6/ Never, ever ask black and brown people and people of ethnic minorities to do this work for you, or to lead this work for you. It is not their work to educate you, it is your work to educate yourself.
7/ But if you do ask black and brown people and people of ethnic minorities to help you with this work, pay for it properly. Pay people what they’re worth and don’t try to pay people less than they ask for, in order for you to learn from their trauma.
8/ Support black, brown and minority ethnic artists. Not just once, but consistently, repeatedly. Share the privilege of your whiteness, and the privilege of your funding. Amplify the voices of others, create opportunities, give over your platforms.
9/ And keep learning. Keep educating yourself. This is not a project, it’s a process. Do the research, do the reading, listen to the podcasts, watch the films. Social media is full of suggestions of where to start.

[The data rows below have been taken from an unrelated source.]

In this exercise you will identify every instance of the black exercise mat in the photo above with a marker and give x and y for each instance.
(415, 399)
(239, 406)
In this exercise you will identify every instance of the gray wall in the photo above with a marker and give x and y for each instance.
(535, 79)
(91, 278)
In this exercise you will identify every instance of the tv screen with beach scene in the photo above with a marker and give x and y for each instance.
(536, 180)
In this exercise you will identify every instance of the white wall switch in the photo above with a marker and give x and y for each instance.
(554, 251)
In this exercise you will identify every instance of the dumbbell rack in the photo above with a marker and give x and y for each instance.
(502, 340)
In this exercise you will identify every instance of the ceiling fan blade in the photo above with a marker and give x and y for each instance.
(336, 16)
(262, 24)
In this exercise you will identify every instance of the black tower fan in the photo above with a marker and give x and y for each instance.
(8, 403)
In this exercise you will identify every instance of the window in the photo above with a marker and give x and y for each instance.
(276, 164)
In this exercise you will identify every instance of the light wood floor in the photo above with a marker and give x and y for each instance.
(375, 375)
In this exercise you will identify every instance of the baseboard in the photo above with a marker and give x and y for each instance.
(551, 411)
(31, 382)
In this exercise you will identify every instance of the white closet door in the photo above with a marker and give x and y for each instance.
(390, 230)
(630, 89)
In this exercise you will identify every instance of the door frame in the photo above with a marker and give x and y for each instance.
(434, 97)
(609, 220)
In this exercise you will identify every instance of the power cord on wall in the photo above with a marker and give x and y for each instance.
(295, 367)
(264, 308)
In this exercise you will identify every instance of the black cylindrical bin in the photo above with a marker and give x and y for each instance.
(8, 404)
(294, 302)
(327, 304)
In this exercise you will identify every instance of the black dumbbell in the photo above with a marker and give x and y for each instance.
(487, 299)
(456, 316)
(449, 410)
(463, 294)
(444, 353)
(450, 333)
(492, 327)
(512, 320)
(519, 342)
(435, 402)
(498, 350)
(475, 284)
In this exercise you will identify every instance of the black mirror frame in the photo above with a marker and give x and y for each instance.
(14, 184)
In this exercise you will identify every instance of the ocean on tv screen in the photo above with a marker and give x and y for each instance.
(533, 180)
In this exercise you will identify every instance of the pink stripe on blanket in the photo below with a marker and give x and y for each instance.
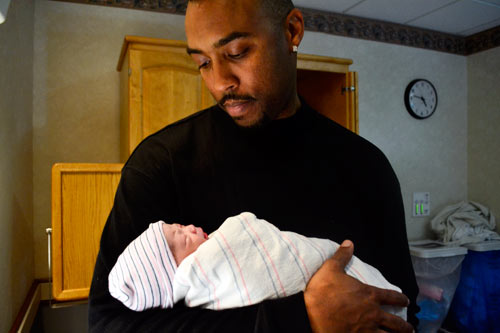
(237, 264)
(297, 255)
(358, 275)
(268, 257)
(209, 281)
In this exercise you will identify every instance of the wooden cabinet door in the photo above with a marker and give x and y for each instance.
(82, 197)
(170, 93)
(160, 84)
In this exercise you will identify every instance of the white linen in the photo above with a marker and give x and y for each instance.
(248, 260)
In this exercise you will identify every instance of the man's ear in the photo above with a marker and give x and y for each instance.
(294, 28)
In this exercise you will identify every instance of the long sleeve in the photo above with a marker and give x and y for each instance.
(386, 210)
(138, 202)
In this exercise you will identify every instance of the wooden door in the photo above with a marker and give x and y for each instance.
(332, 94)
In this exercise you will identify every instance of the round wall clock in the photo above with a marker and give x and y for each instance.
(420, 98)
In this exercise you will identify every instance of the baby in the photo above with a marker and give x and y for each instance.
(245, 261)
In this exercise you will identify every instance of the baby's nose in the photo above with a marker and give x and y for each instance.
(191, 228)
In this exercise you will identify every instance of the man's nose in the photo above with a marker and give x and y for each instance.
(224, 80)
(191, 228)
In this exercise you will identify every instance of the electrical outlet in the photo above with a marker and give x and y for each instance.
(421, 204)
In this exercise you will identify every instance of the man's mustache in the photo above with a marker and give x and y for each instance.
(235, 97)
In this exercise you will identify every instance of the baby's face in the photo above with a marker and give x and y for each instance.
(183, 240)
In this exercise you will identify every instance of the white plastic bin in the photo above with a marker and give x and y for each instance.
(437, 269)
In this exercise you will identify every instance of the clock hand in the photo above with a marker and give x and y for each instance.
(422, 99)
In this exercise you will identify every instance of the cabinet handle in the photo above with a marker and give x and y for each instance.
(348, 89)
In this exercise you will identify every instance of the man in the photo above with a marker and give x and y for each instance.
(263, 150)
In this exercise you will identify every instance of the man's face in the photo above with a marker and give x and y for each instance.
(243, 59)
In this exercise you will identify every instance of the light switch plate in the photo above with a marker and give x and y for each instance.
(421, 204)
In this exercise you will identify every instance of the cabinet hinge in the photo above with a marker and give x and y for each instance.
(348, 89)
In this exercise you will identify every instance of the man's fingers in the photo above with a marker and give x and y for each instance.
(343, 255)
(394, 323)
(391, 297)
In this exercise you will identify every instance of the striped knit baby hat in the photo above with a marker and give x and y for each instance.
(143, 275)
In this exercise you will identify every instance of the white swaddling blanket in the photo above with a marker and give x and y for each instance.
(245, 261)
(248, 260)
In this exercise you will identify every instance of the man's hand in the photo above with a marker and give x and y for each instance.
(336, 302)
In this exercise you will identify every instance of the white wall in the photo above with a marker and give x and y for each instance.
(16, 165)
(427, 155)
(76, 90)
(76, 111)
(484, 129)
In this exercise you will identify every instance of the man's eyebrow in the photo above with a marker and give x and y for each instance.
(229, 38)
(221, 42)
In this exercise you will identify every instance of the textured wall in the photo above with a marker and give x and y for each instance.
(427, 155)
(76, 111)
(484, 129)
(16, 165)
(76, 92)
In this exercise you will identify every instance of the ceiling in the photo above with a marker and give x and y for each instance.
(457, 17)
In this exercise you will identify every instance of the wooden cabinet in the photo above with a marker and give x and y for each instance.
(160, 84)
(82, 197)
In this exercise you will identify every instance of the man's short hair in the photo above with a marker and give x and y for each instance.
(277, 10)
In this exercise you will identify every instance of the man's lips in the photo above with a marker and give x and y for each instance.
(236, 107)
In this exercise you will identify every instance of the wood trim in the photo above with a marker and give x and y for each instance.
(26, 315)
(347, 26)
(130, 40)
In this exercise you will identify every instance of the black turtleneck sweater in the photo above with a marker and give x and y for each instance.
(305, 174)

10/ We are immensely grateful to the following people who over the last few years have helped us learn about our privilege, and helped us begin to shape new ways of thinking, and new ways of working: Amelia Ideh, Annabelle Sami, Christina Poku, Ewuraba Hama-Lansiquot, Nike Jonah, Susanne Alleyne, Teresa Cisneros.
We know that what we’ve written here is full of gaps, and we welcome critical feedback. We know we are part of the problem. But saying nothing while black people across the world are overwhelmed by grief and rage is not an option. Because to be silent is to be complicit in racism, and we refuse to be complicit. We don’t claim to have worked out how to do all the things we call for here, we know we’ve made mistakes, and we don’t expect to stop having to try. Because it’s not a project, it’s a process, and the process starts now.